The organization started with Sparky. Sherri went out for pizza and came back with a Dalmatian who had been discarded by a Domino’s delivery person. She took the dog in, and his gang has been growing ever since.
The gang doesn’t wear bright colors (they are more comfortable in neutrals) and the initiation is limited to getting along with Sparky. Sherri insists that’s not a difficult threshold, right now managing 10 Pugs, 2 Dalmatians and 1 Pit Bull in her own house. The rest of the ‘gang’ stays at the veterinarian’s office, until they find each one a home.
The organization operates on donations and adoption contributions. Sherri says that eventually they would like to purchase a house for some of the harder to place animals to live. They would also like to purchase a mobile van that they can take into neighborhoods and educate the public on the benefits of spaying, neutering and proper animal care. Sparky & the Gang is even coming out with a picture book, entitled If We Could Speak that will feature some of the rescued pups benefiting from the TLC the organization is giving them.

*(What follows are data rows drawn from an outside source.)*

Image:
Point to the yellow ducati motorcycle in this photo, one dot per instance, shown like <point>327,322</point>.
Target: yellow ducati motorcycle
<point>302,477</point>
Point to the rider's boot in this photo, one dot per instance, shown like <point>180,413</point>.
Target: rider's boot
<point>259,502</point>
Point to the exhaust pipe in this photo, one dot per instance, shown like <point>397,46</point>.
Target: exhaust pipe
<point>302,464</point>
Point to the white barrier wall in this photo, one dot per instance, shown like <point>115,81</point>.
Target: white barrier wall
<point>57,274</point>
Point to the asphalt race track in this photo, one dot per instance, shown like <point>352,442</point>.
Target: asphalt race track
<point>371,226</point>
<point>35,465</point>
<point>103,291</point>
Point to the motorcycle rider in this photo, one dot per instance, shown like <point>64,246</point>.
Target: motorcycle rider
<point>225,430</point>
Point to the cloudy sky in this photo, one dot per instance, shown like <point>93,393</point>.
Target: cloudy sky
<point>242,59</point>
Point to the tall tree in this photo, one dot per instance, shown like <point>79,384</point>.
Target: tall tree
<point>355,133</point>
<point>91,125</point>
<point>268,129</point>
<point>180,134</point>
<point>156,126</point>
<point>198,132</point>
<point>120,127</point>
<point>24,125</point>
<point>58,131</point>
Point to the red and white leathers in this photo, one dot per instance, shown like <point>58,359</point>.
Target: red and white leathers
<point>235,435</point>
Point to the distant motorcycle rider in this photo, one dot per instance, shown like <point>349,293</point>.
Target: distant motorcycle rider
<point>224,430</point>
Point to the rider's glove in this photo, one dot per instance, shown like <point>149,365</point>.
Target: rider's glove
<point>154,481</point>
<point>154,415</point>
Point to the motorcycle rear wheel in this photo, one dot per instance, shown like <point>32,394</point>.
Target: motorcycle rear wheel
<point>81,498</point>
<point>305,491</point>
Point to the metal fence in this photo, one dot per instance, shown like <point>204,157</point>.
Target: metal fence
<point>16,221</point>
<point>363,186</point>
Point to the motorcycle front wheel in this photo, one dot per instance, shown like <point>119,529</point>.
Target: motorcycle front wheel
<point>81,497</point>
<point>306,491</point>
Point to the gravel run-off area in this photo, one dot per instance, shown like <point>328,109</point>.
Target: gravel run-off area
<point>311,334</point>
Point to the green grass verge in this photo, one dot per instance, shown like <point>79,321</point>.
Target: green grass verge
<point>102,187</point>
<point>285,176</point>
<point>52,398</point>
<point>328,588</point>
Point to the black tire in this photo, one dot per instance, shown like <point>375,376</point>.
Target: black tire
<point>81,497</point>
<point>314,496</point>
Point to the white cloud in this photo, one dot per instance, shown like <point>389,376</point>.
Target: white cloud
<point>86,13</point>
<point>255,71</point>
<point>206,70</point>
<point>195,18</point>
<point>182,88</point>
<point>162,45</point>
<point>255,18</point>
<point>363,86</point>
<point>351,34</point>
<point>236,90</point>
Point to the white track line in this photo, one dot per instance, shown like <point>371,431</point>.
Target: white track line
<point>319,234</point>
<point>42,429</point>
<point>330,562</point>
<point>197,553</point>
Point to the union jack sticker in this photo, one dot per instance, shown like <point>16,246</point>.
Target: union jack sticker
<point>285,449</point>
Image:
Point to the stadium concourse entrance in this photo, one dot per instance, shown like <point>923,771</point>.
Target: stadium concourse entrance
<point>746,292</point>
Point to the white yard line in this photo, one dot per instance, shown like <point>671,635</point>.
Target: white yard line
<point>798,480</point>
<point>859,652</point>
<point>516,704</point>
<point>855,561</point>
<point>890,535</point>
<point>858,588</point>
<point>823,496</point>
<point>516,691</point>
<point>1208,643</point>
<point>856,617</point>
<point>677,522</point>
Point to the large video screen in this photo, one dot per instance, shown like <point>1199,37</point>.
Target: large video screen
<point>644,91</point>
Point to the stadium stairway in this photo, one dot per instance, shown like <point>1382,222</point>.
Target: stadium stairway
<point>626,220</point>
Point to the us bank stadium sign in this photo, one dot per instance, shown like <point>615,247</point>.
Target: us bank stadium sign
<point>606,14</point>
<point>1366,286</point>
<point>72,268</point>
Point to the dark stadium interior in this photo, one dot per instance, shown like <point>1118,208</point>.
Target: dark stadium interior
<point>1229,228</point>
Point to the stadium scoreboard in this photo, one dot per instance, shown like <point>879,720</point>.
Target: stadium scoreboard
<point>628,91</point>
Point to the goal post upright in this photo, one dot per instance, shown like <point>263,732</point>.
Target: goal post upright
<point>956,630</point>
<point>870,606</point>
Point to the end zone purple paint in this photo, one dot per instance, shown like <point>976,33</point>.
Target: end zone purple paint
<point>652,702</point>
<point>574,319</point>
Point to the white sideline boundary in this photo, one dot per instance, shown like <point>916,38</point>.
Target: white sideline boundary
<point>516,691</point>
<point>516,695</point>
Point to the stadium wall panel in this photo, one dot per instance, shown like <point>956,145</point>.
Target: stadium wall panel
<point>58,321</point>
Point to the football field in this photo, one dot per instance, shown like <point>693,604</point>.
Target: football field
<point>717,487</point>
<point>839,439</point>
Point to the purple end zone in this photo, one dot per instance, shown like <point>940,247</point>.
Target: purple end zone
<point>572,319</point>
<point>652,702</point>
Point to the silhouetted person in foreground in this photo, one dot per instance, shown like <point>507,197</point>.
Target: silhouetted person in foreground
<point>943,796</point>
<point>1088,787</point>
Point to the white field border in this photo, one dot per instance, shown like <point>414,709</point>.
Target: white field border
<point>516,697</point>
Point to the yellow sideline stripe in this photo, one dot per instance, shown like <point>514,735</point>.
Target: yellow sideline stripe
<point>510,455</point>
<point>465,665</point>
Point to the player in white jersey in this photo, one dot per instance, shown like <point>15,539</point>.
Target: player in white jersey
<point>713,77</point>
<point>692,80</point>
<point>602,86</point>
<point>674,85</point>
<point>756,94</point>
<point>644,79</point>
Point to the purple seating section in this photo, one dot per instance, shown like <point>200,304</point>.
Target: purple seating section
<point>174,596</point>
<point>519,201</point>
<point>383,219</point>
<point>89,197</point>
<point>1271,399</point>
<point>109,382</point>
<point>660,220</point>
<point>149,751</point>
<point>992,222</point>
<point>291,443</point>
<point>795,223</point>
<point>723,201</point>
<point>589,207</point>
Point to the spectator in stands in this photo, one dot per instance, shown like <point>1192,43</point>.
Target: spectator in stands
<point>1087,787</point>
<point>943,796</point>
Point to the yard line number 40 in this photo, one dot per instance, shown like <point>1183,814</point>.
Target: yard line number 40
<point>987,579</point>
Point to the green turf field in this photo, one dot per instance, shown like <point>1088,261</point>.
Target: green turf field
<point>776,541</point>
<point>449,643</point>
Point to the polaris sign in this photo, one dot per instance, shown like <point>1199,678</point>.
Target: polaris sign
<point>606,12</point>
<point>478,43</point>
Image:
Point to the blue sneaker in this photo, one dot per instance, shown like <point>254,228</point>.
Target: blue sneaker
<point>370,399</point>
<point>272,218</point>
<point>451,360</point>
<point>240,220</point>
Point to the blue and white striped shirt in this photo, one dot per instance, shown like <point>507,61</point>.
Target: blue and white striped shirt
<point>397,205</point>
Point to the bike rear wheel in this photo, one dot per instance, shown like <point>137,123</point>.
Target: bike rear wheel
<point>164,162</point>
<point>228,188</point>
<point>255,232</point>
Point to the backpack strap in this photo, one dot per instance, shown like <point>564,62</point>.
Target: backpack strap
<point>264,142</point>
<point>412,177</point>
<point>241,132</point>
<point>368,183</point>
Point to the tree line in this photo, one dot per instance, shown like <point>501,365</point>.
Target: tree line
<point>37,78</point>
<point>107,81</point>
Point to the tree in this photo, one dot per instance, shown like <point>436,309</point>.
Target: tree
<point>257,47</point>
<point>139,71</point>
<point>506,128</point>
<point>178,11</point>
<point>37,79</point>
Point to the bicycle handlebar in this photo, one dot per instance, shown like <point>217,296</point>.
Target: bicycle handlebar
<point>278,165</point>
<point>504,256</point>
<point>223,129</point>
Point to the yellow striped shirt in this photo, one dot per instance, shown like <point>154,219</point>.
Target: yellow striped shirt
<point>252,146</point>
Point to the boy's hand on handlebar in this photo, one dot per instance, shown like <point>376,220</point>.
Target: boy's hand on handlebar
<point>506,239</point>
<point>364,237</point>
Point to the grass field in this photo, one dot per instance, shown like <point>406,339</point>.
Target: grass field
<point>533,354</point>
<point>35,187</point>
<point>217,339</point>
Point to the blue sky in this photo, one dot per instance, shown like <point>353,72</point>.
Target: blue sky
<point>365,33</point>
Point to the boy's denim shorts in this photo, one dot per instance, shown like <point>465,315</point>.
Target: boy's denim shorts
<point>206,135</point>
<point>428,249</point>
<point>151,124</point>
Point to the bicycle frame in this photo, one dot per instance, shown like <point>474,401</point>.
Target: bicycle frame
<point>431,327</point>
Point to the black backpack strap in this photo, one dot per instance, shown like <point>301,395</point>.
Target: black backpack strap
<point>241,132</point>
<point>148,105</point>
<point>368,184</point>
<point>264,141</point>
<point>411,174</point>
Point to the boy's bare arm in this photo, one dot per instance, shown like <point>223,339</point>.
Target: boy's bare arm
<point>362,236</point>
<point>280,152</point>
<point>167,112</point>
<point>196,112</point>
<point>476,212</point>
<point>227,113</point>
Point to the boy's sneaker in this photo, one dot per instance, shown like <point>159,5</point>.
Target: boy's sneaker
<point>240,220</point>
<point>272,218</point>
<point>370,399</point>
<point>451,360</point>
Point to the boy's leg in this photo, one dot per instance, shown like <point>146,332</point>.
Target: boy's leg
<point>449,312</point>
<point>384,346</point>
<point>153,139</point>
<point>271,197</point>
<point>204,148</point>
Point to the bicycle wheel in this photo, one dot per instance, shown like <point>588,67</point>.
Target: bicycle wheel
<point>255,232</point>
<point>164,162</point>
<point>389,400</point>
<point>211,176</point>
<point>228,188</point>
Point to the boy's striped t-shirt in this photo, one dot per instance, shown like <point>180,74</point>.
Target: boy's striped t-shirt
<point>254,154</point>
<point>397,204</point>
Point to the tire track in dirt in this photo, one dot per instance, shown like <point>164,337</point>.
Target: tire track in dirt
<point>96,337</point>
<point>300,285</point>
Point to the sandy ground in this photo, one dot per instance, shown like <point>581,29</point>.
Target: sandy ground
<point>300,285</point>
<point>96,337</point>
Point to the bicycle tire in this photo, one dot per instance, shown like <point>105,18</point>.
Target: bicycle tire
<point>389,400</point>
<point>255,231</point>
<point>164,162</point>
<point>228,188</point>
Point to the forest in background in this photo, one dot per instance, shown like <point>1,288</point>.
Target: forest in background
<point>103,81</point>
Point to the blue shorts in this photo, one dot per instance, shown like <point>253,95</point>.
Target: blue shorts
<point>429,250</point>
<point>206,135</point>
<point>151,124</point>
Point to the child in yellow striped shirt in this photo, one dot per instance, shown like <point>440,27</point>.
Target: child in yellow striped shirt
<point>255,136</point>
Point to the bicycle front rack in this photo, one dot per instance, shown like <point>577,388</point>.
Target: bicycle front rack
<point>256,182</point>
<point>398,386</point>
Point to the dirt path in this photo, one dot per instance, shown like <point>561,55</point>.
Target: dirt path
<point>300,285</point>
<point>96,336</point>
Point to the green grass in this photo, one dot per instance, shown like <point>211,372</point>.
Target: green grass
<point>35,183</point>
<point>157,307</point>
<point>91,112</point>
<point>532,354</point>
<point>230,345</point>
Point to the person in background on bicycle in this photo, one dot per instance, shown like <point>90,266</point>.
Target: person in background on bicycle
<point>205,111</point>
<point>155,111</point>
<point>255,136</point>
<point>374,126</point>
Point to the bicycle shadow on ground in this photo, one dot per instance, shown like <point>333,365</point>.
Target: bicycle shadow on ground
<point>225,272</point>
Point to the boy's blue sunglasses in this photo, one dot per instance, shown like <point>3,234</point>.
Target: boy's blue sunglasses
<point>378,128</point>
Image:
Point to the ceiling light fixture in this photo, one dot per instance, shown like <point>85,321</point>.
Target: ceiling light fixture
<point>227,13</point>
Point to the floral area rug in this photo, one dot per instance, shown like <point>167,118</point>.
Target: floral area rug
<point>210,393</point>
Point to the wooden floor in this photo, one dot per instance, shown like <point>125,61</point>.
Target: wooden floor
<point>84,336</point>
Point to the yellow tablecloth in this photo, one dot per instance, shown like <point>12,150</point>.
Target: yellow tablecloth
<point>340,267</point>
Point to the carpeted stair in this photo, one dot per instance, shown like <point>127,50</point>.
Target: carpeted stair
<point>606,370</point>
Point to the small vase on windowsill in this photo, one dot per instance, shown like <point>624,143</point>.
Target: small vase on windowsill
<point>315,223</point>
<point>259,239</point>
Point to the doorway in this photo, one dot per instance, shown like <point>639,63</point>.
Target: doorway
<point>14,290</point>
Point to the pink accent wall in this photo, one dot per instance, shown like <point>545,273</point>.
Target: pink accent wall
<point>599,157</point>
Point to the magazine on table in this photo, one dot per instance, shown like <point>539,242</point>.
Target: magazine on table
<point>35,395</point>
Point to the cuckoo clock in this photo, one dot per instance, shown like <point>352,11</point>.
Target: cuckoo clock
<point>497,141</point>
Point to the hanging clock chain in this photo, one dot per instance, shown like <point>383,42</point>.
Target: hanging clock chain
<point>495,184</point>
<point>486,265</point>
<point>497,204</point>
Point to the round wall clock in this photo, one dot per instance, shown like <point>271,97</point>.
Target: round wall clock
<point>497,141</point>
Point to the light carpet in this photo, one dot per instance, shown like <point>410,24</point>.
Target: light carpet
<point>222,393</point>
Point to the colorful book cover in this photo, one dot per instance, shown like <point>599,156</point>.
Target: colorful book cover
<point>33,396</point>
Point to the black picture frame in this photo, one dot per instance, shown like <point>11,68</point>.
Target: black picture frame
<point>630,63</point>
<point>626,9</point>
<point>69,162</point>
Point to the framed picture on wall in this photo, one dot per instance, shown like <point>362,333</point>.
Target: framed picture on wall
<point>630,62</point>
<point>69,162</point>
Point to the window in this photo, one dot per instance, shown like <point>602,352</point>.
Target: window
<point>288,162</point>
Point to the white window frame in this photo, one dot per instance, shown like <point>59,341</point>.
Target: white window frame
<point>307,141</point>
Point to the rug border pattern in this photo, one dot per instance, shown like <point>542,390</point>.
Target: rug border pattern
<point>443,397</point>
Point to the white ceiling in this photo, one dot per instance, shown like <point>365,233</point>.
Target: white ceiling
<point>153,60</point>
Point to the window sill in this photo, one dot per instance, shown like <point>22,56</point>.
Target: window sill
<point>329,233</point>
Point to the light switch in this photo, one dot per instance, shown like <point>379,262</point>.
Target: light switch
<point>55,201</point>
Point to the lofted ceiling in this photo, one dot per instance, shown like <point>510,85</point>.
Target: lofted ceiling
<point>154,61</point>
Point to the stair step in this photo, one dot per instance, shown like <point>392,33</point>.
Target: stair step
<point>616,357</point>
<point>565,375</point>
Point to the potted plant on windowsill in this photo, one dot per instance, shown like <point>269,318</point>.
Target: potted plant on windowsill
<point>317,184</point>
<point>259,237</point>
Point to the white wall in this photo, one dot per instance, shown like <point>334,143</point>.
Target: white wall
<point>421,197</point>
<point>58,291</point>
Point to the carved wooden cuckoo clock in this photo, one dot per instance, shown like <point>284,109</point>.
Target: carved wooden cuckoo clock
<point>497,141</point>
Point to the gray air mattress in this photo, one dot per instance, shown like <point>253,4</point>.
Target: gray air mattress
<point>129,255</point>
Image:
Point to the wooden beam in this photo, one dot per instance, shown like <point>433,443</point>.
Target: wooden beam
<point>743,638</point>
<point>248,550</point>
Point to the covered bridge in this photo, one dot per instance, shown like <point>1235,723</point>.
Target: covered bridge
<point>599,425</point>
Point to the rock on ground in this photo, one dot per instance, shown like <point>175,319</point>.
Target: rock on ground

Sherri Stankewitz says she has been an animal lover her whole life. She recalls a time when she was coming out of a bar with friends in downtown Detroit and saw a bird with a fishhook stuck in its mouth. “I got pliers and cut it out and set it free.” It seems wherever she goes, whatever time of night, and whatever the circumstance, Sherri and the members of her organization are setting animals free from the terrible lives they have been dealt thus far. With the help of Sparky & the Gang, happier times lie ahead!